- Robin Falls
- Coordinates: 13°22′02″S 131°07′43″E﻿ / ﻿13.3673°S 131.1287°E
- Country: Australia
- State: Northern Territory
- LGA: unincorporated area;
- Location: 103 km (64 mi) S of Darwin City;
- Established: 4 April 2007

Government
- • Territory electorate: Daly;
- • Federal division: Lingiari;

Population
- • Total: 13 (2016 census)
- Time zone: UTC+9:30 (ACST)
- Postcode: 0822
- Mean max temp: 33.7 °C (92.7 °F)
- Mean min temp: 21.2 °C (70.2 °F)
- Annual rainfall: 1,564.4 mm (61.59 in)
Suburbs around Robin Falls
| Litchfield Park | Litchfield Park Adelaide River Margaret River | Margaret River |
| Litchfield Park Tipperary | Robin Falls | Margaret River Douglas-Daly |
| Tipperary | Tipperary Douglas-Daly | Douglas-Daly |

= Robin Falls, Northern Territory =

Robin Falls is a locality in the Northern Territory of Australia located on the Cox Peninsula and adjoining land about 103 km south of the territory capital of Darwin.
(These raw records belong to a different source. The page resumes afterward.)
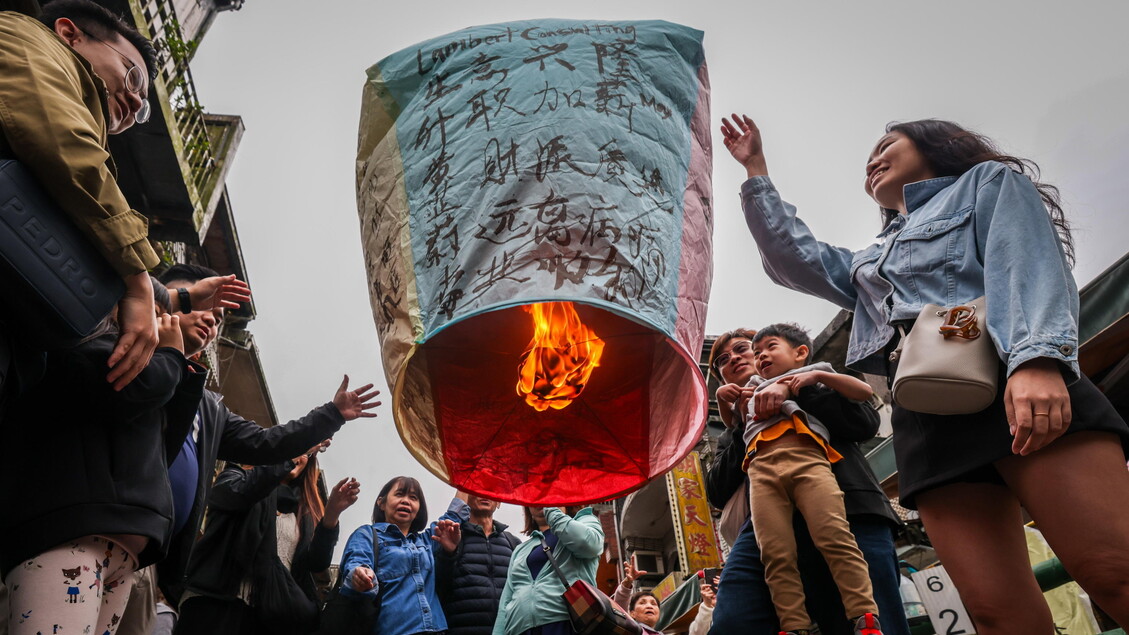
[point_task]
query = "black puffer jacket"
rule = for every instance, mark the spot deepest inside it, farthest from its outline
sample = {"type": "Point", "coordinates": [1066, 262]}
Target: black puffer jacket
{"type": "Point", "coordinates": [81, 459]}
{"type": "Point", "coordinates": [471, 583]}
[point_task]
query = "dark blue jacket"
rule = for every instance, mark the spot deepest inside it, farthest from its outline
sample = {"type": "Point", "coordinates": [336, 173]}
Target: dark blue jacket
{"type": "Point", "coordinates": [470, 584]}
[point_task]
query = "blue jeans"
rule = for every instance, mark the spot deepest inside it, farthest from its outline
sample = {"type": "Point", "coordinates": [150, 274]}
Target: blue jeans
{"type": "Point", "coordinates": [745, 606]}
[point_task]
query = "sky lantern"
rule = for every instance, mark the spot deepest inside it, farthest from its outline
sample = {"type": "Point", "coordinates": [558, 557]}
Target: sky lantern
{"type": "Point", "coordinates": [535, 210]}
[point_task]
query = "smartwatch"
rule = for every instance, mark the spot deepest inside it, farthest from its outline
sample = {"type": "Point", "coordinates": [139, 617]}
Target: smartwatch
{"type": "Point", "coordinates": [182, 294]}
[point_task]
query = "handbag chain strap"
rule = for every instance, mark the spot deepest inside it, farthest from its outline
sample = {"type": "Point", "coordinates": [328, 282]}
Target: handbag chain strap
{"type": "Point", "coordinates": [552, 562]}
{"type": "Point", "coordinates": [959, 321]}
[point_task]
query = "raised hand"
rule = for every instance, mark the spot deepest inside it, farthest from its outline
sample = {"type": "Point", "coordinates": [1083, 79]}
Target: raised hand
{"type": "Point", "coordinates": [138, 337]}
{"type": "Point", "coordinates": [219, 292]}
{"type": "Point", "coordinates": [353, 403]}
{"type": "Point", "coordinates": [341, 497]}
{"type": "Point", "coordinates": [630, 573]}
{"type": "Point", "coordinates": [709, 596]}
{"type": "Point", "coordinates": [743, 140]}
{"type": "Point", "coordinates": [448, 533]}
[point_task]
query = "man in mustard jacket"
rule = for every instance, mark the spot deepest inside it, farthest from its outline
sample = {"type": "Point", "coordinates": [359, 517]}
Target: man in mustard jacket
{"type": "Point", "coordinates": [66, 83]}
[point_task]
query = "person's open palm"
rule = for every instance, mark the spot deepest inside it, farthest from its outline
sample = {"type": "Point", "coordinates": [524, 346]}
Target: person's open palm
{"type": "Point", "coordinates": [353, 403]}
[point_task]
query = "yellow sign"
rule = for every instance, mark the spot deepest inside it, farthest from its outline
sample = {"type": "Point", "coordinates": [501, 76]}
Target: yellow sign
{"type": "Point", "coordinates": [693, 527]}
{"type": "Point", "coordinates": [670, 584]}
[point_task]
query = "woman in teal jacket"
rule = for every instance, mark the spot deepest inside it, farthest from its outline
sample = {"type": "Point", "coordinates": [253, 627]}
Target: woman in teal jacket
{"type": "Point", "coordinates": [531, 603]}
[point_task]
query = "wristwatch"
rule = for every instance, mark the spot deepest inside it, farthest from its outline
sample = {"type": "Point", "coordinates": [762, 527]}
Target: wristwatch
{"type": "Point", "coordinates": [182, 294]}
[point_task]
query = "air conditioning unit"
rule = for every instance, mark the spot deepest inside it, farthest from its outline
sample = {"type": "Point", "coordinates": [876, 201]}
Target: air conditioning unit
{"type": "Point", "coordinates": [650, 562]}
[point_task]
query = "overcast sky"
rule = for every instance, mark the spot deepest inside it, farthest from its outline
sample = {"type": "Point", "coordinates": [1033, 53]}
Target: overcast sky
{"type": "Point", "coordinates": [1048, 80]}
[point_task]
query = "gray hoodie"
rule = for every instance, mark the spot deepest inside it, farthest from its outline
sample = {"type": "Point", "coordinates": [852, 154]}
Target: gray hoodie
{"type": "Point", "coordinates": [787, 409]}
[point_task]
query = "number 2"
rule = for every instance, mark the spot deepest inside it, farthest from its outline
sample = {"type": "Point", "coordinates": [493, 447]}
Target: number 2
{"type": "Point", "coordinates": [952, 627]}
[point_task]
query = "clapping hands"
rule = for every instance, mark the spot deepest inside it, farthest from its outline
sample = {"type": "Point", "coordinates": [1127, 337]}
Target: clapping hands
{"type": "Point", "coordinates": [448, 533]}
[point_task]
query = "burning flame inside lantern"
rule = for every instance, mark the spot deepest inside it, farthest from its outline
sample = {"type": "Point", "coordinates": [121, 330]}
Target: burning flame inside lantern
{"type": "Point", "coordinates": [560, 358]}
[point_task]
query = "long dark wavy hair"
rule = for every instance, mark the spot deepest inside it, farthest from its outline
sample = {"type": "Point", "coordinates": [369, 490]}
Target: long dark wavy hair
{"type": "Point", "coordinates": [952, 150]}
{"type": "Point", "coordinates": [309, 498]}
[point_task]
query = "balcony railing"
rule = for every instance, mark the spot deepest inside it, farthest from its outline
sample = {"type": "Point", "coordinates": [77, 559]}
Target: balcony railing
{"type": "Point", "coordinates": [177, 96]}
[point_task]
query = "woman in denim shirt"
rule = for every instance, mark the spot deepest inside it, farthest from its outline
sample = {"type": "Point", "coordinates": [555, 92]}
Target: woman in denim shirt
{"type": "Point", "coordinates": [409, 603]}
{"type": "Point", "coordinates": [964, 220]}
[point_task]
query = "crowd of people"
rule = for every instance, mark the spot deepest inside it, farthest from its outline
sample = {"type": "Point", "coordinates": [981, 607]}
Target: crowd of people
{"type": "Point", "coordinates": [121, 438]}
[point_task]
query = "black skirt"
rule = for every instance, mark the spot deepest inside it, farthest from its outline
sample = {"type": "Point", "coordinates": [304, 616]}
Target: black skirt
{"type": "Point", "coordinates": [937, 450]}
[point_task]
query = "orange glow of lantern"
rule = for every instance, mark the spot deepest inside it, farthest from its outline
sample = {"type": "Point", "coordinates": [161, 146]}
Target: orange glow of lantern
{"type": "Point", "coordinates": [560, 357]}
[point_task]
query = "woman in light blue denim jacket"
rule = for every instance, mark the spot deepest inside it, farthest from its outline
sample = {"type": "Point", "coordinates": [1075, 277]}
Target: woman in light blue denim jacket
{"type": "Point", "coordinates": [964, 220]}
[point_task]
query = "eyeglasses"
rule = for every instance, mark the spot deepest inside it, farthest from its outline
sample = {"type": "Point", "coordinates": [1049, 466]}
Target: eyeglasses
{"type": "Point", "coordinates": [740, 348]}
{"type": "Point", "coordinates": [134, 80]}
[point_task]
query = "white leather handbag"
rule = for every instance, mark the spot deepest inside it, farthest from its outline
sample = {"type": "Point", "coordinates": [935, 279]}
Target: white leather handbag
{"type": "Point", "coordinates": [947, 363]}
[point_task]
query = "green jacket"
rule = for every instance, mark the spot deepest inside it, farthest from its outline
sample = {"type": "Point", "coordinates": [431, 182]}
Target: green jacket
{"type": "Point", "coordinates": [53, 120]}
{"type": "Point", "coordinates": [526, 602]}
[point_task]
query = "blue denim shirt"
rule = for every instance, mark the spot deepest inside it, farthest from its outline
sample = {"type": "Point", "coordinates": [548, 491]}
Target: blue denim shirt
{"type": "Point", "coordinates": [983, 233]}
{"type": "Point", "coordinates": [407, 571]}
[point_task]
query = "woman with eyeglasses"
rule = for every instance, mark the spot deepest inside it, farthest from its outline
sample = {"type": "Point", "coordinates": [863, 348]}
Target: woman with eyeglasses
{"type": "Point", "coordinates": [961, 219]}
{"type": "Point", "coordinates": [67, 81]}
{"type": "Point", "coordinates": [744, 602]}
{"type": "Point", "coordinates": [263, 522]}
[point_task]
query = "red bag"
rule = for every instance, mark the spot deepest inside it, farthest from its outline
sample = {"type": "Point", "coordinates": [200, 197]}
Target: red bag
{"type": "Point", "coordinates": [591, 611]}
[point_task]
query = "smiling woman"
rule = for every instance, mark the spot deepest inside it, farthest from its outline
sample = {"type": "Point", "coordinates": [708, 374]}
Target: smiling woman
{"type": "Point", "coordinates": [405, 570]}
{"type": "Point", "coordinates": [965, 220]}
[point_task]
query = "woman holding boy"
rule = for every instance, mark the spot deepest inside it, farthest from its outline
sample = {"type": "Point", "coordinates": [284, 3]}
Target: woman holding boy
{"type": "Point", "coordinates": [963, 220]}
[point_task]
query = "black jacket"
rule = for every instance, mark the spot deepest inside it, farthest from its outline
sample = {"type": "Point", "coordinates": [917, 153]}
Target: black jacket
{"type": "Point", "coordinates": [228, 436]}
{"type": "Point", "coordinates": [241, 523]}
{"type": "Point", "coordinates": [471, 583]}
{"type": "Point", "coordinates": [849, 424]}
{"type": "Point", "coordinates": [80, 459]}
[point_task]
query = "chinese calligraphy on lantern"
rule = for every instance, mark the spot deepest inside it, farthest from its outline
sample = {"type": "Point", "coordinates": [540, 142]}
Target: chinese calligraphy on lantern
{"type": "Point", "coordinates": [553, 154]}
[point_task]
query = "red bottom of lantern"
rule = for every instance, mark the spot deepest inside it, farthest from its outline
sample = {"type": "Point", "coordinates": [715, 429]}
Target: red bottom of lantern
{"type": "Point", "coordinates": [641, 410]}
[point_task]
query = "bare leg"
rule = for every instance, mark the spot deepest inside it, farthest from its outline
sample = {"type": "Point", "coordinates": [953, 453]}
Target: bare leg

The locality was named after Robin Falls, a waterfall located within its boundaries and which is reported as being named by Clyde Fenton, a North Territory medical practitioner and pilot, after Robin Cook, the “daughter of Dr M Cook, Chief Medical Officer and Chief Protector of Aboriginals from 1927 to 1939”. Its boundaries and name were gazetted on 4 April 2007.

Robin Falls includes the site of a former World War II era chemical warfare facility which was listed on the Northern Territory Heritage Register on 2 March 2011 under the name of the WWII 88 Mile Burrell Creek Chemical Warfare Depot and Camp.

The 2016 Australian census reports that Robin Falls had 13 people living within its boundaries.

Robin Falls is located within the federal division of Lingiari, the territory electoral division of Daly and within the unincorporated areas of the Northern Territory.